The visitors center and the bicycle-pedestrian path along the reconstructed Route 52 causeway are now scheduled to open sometime in March, a state Department of Transportation spokesman said Friday.
The "final project closeout" is now targeted for mid-May, according to spokesman Joe Dee.
The two amenities are the final pieces of the most expensive bridge project New Jersey has ever completed: a six-year, $400 million replacement of the 2.2-mile causeway that serves as the main route into Ocean City for residents and visitors.
The project had originally been scheduled to finish by the end of the calendar year. But in December, officials had set a new target date of Jan. 31.
Superstorm Sandy on Oct. 29 had caused damage and delays as crews worked to restore a wetlands area below the new Ninth Street Bridge — using the new visitors center for access. That project and work to remove a temporary ramp are complete, and crews are now working to complete roadwork providing access to the visitors center.
Colored lighting on the supports below the bridge were recently added, providing an aesthetic and functional (markers for boat traffic) element to the project, Dee said.
He said final costs for the project are not yet available, and he did not know if there would be penalties for the delays in the completion of the project.
The causeway opened to car traffic in May with two new towering fixed-span bridges and an elevated roadway connecting them. But construction crews have been continuing work on a new mid-causeway visitors center, fishing piers, boat ramps and the separated pedestrian/bicycle path.

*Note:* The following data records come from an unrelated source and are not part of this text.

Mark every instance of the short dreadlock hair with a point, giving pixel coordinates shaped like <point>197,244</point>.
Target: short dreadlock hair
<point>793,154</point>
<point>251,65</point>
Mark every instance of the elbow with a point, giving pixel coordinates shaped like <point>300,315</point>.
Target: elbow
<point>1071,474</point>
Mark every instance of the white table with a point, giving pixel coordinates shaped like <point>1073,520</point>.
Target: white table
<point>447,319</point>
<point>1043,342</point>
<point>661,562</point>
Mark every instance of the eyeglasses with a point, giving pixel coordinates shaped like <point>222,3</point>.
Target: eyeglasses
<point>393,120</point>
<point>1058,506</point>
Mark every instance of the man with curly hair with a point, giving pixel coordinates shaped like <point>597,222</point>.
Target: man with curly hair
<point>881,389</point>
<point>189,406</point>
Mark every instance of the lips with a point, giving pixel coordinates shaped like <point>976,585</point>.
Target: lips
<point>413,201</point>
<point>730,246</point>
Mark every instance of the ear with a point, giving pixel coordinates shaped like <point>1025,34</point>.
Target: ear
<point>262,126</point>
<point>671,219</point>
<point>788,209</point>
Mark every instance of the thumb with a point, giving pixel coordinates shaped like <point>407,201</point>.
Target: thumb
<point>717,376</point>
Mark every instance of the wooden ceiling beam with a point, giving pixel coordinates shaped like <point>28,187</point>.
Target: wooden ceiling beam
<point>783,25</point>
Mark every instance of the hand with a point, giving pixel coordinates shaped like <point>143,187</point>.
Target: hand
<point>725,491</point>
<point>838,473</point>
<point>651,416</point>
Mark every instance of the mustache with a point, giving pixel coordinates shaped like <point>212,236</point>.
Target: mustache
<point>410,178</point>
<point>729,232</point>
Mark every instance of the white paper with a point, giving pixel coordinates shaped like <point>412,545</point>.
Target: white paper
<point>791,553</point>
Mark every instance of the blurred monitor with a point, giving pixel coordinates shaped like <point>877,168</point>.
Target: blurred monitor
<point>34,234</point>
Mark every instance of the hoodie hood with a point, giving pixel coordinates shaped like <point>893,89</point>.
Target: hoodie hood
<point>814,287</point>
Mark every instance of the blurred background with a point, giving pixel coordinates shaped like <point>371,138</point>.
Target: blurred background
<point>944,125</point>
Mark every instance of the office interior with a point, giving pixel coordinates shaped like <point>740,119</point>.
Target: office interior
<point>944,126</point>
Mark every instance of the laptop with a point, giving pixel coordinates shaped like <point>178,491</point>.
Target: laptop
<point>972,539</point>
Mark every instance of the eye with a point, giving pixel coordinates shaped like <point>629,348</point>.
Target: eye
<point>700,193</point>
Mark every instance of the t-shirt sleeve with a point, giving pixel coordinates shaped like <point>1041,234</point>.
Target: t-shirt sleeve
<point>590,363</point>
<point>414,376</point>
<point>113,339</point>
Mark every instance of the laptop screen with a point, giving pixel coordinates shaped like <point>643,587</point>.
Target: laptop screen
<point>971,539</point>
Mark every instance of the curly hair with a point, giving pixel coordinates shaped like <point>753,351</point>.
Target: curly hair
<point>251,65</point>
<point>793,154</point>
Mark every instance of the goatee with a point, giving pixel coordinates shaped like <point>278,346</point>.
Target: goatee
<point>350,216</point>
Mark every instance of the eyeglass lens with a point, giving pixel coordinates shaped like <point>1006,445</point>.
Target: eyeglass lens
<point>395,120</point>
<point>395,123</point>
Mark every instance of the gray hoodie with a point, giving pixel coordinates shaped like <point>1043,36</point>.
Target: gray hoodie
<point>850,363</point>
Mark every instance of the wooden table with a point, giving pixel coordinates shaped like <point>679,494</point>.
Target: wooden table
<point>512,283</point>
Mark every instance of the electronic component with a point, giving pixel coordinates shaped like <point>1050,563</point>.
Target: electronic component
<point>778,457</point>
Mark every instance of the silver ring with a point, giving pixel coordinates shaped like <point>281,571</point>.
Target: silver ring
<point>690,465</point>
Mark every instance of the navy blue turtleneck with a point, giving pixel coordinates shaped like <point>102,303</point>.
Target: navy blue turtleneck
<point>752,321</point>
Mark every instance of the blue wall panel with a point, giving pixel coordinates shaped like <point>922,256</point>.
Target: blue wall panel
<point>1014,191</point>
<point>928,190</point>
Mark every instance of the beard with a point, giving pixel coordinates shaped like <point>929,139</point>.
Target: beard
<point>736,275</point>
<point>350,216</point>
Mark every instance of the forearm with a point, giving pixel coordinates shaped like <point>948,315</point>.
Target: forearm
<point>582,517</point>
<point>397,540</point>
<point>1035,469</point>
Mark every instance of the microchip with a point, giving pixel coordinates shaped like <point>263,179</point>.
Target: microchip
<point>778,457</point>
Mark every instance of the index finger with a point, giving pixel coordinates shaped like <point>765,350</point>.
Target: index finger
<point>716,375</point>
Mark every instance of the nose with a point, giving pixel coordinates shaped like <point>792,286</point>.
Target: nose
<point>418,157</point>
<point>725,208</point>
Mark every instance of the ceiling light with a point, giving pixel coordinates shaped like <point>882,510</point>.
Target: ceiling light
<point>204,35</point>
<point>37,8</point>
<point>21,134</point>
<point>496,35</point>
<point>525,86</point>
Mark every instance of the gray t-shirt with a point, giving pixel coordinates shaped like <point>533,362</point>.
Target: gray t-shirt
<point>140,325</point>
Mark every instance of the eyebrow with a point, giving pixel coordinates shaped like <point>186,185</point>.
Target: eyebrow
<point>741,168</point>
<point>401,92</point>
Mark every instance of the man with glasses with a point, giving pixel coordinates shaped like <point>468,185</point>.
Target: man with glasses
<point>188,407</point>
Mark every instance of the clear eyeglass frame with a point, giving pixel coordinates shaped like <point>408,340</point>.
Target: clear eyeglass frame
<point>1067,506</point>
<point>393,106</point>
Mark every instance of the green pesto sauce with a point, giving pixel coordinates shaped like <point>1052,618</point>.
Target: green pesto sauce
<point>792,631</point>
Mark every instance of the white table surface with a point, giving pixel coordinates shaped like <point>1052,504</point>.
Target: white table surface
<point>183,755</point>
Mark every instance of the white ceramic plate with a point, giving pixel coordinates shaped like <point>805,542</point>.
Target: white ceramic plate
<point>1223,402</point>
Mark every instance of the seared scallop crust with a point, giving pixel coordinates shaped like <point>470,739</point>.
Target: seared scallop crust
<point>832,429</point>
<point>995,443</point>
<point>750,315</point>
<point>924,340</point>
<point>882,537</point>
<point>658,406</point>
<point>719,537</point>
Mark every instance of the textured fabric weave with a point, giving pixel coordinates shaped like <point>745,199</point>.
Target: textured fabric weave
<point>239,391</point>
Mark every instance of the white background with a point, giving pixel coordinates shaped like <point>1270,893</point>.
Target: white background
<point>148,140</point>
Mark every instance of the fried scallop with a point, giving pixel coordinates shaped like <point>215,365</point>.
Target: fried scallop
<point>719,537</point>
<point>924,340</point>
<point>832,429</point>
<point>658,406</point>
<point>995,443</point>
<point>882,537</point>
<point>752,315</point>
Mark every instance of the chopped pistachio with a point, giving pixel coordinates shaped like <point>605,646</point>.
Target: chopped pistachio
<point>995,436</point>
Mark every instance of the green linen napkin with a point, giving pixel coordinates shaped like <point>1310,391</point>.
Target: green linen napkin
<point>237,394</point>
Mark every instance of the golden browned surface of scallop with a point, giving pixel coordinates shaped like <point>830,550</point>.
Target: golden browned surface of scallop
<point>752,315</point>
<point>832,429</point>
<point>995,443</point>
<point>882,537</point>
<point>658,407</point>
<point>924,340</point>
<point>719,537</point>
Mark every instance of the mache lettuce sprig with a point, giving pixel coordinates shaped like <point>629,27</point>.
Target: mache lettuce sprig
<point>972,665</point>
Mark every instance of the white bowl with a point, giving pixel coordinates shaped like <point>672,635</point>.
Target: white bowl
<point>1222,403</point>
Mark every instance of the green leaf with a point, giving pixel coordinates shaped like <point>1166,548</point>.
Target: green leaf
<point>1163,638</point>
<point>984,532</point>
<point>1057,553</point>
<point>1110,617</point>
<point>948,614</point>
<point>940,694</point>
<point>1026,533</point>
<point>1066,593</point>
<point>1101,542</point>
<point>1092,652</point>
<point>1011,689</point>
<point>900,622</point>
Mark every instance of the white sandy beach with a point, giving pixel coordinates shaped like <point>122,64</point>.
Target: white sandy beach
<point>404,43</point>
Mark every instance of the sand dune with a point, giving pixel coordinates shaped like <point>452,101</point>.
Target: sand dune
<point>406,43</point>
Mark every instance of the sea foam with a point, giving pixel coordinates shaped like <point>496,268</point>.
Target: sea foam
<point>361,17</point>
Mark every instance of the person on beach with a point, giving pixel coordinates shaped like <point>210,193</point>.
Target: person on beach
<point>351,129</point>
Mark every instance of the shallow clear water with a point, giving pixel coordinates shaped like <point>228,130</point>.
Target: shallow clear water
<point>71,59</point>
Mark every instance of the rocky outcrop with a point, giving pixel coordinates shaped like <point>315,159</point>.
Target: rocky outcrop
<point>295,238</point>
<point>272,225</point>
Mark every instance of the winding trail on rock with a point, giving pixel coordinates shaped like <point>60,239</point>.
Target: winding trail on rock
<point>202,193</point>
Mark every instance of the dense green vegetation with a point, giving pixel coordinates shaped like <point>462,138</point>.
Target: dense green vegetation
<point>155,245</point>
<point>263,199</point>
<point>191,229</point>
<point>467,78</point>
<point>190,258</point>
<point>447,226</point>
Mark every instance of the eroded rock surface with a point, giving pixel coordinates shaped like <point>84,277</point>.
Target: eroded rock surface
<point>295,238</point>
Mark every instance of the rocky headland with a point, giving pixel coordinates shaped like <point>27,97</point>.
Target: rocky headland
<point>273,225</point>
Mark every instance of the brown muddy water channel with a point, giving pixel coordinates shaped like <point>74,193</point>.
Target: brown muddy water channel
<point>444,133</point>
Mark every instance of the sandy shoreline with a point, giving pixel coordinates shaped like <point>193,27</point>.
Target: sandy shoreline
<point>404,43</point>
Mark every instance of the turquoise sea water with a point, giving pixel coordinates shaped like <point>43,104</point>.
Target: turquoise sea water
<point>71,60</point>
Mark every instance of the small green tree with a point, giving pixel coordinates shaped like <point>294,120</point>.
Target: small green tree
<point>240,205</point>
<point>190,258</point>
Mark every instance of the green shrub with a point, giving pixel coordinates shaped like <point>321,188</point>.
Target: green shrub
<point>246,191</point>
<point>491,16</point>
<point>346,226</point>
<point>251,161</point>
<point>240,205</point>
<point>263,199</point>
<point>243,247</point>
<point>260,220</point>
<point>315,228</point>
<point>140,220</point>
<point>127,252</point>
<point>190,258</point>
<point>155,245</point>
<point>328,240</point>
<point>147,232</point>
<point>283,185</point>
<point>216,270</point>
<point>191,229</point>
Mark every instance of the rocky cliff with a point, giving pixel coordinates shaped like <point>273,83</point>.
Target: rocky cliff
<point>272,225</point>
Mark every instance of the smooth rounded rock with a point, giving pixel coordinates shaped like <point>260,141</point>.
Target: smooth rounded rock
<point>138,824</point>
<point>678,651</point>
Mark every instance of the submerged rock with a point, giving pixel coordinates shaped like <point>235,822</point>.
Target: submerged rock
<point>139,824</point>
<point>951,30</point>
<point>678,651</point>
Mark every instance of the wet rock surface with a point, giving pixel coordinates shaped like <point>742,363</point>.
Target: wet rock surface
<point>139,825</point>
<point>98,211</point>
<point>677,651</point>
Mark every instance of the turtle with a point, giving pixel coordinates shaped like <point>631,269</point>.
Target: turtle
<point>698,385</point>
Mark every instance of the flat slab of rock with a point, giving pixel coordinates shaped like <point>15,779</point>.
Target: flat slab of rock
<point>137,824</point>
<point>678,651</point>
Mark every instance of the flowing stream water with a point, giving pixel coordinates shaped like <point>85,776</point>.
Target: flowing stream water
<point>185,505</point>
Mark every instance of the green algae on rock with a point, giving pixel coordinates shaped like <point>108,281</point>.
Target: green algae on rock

Michele Gillian, executive director of the Ocean Regional Chamber of Commerce, which will staff the new visitors center on the causeway, said in December that the Chamber had hoped to move in on March 1.
The Chamber will now hope for a move before Easter, which arrives early this year (March 31).
Gillian said the existing Welcome Center at Ninth Street and Simpson Avenue will remain open and provide the same services for at least six months as a transition.
Parts of the separate lane for bicycles and pedestrians have been open, and a new ramp that loops underneath the new bridge on the Somers Point side is also open. The ramp provides easy access to Bay Avenue without crossing the busy intersection at the end of the causeway.